At any rate, this winter has been the coldest in Seoul in thirty years, with wind chills down around 0 Fahrenheit overnight. The winter climate here is much like Upstate New York's, cold and windy, but with a bit more sun and a lot less snow. I've been reduced to, too often, going from nine hours in school to fifteen hours at home (with occasional bouts of tedium on the health club's treadmills), with not nearly enough outdoors time.

On days when the wind hasn't been too punishing, I've bundled up a few times and taken walks, and I never skip hashing on Saturdays. There, dressing in enough layers makes the cold bearable, so long as I keep moving. Fortunately, recently the group's gotten smart and sometimes the after-run socials have been held at the Bless U bar in Itaewon rather than having us all shivering outside like the Poor Little Matchgirl. Sometimes.


...this entry is going to take a 180-degree turn here, one I hadn't planned when I started (I meant to write pretty words about the snow on my run along the Yangjae Cheon today). But this keeps nudging at me:


Seoul, as Daegu did, has a class of beggars called "seal men". They have withered or useless legs (from polio or other causes) and propel themselves, belly-down, on little wooden carts, their faces inches from the sidewalk. Their legs are wrapped in inner-tube-like rubber, so they look like half-man, half-seal creatures. Apparently they get a tiny stipend from the government but have to beg to try to get enough money for food and housing. And times are hard; the economy here is in much better shape than in much of the world, but there is a recession going on, and their income has shrunk.

They invariably have a tinny sound system playing music and little plastic trays like drive-in French-fry containers on their carts. The trays usually have a few coins on them. Meanwhile, their faces are at the level of people's shins and car exhausts, down by the cigarette butts. They really can't look up. I've read, though this could be wrong, that the rubber wrapping is because they can't take bathroom breaks all day.
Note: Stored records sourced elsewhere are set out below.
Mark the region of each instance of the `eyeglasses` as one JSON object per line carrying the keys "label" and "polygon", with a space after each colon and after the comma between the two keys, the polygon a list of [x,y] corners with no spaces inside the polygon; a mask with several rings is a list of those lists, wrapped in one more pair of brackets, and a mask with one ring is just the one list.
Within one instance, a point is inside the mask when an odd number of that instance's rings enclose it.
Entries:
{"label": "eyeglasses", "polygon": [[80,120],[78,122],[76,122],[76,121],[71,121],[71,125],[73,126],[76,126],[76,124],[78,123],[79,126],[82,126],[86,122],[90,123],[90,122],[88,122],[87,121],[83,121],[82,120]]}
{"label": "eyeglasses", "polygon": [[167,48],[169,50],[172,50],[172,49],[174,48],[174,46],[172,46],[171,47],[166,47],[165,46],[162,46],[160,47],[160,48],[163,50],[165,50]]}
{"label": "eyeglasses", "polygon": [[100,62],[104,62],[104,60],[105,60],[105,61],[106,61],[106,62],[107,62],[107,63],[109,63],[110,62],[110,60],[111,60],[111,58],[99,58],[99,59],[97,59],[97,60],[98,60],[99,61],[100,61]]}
Two years ago, I read on an expat's blog that the police say that these poor men are generally mentally handicapped and are essentially slaves for organized crime, getting dropped off from a bus that goes all over the city each day, then picked up at night. So I've turned my head, feeling vile, and just walked by, even though I almost always give to beggars at subway stations; I can use my money more than the Korean Mafia can. But I just read a newspaper profile of one of these men, who (it said) may lose his meager apartment because the donations have dried up. It mentioned nothing about crime or human trafficking.

So now I don't know what to do: throw my money away to line the pockets of criminals? Or forget everything I say I believe about compassion and walk away from the lowest, most helpless people I've ever come into contact with? the bleak midwinter, which exists not only due to the weather.